JESUS CHRIST, THE ‘NEW ADAM’
... The first-created Adam was unable to fulfil the vocation laid before him: to attain deification and bring to God the visible world by means of spiritual and moral perfection. Having broken the commandment and having fallen away from the sweetness of Paradise, he had the way to deification closed to him. Yet everything that the first man left undone was accomplished for him by God Incarnate, the Word-become-flesh, the Lord Jesus Christ. He trod that path to the human person which the latter was meant to tread towards Him. And if this would have been the way of ascent for the human person, for God it was the way of humble condescension, of self-emptying (kenosis).
St Paul calls Christ the ‘second Adam’, contrasting Him with the ‘first’: ‘The first man was from the earth, a man of dust; the second man is from heaven’ (1 Cor.15:47). This parallelism was developed by St John Chrysostom, who emphasized that Adam was the prototype of Christ: ‘Adam is the image of Christ ...as the man for those who came from him, even though they did not eat of the tree, became the cause of death, then Christ for those who were born of Him, although they have done no good, became the bearer of righteousness, which he gave to all of us through the cross’.

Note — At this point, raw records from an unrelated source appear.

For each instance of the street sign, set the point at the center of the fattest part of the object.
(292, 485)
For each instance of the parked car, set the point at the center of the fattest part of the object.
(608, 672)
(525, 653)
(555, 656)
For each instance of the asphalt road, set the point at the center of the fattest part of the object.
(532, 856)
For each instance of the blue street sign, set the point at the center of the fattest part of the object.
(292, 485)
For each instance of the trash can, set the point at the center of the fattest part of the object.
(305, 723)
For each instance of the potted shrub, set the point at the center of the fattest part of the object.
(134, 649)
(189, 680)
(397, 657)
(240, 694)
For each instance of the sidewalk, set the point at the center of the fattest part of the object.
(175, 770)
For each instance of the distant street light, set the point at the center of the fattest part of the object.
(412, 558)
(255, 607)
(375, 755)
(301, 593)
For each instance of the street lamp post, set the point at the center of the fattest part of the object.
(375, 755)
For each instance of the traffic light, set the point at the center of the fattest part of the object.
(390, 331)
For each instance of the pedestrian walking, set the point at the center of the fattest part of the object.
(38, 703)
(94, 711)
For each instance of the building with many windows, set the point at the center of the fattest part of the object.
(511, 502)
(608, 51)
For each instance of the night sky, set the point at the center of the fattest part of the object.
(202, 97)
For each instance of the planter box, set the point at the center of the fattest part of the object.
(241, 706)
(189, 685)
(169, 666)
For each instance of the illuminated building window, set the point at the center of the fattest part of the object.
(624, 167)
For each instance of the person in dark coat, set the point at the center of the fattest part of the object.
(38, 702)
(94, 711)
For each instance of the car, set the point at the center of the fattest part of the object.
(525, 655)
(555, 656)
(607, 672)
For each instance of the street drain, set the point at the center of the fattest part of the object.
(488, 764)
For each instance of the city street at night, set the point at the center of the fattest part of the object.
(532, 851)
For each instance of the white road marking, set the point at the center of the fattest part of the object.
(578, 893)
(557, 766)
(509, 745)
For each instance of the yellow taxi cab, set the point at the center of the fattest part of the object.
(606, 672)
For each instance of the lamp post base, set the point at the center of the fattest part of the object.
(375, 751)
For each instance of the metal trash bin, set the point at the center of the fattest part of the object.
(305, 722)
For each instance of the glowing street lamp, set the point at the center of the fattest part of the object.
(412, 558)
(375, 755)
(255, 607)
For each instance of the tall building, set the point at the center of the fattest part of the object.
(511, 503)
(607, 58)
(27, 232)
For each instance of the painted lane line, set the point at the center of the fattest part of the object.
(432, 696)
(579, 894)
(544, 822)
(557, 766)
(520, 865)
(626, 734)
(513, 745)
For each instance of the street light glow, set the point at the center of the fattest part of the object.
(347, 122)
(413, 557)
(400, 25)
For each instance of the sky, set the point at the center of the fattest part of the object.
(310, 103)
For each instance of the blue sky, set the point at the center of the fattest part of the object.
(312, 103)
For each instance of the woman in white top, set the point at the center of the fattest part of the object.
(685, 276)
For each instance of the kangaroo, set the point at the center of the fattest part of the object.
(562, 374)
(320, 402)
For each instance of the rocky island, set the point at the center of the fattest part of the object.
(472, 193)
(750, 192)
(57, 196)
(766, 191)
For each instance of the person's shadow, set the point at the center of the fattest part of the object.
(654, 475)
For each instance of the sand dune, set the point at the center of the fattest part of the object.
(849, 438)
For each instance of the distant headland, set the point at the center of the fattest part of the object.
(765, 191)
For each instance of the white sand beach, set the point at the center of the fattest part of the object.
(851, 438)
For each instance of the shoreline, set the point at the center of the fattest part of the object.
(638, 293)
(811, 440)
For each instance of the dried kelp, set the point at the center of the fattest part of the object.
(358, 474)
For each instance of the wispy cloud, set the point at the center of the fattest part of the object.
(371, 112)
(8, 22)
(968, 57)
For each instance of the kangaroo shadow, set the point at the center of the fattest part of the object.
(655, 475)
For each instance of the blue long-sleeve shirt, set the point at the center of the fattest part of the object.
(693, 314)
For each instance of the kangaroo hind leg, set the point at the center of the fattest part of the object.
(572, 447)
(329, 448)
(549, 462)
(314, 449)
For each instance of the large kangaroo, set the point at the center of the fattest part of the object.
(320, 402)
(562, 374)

Few people accepted the second Adam or believed in Him when He down to earth. The Incarnate Jesus, Who suffered and was raised, became a ‘a stumbling block to Jews and folly [Greek, skandalon] to Gentiles’ (1 Cor.1:23). Declaring Himself to be God and making Himself equal to God, Jesus scandalize Jews and was accused in blasphemy. As to the Greeks, Christianity was folly for them because Greek thought sought a logical and rational explanation for everything; it was not within its power to know a suffering and dying God. For many centuries Greek wisdom built a temple to ‘an unknown God’ (Acts 17:23). It was incapable of understanding how an unknowable, incomprehensible, all-powerful, almighty, omniscient and omnipresent God could become a mortal, suffering, weak human person. A God, Who would be born of a Virgin, a God Who would be in swaddling clothes, Who would be put to sleep and be fed with milk: all of this seemed absurd to the Greeks.
Even among the Christians of the first centuries, the mystery of godmanhood was explained in a different ways. In the second century the Docetists claimed that Christ’s human nature was merely transparent: it only seemed that He suffered and died on the cross, while God in fact, being passionless, could not suffer at all. The Docetists considered all that was material and corporeal to be evil and could not concede that God had put on sinful and evil flesh, that He had united Himself with dust. The other extreme was that of Arianism which denied Christ’s Divinity and reduced the Son of God to the level of created being. How were extremes to be avoided and how was the Church to find a legitimate explanation for the mystery of Christ?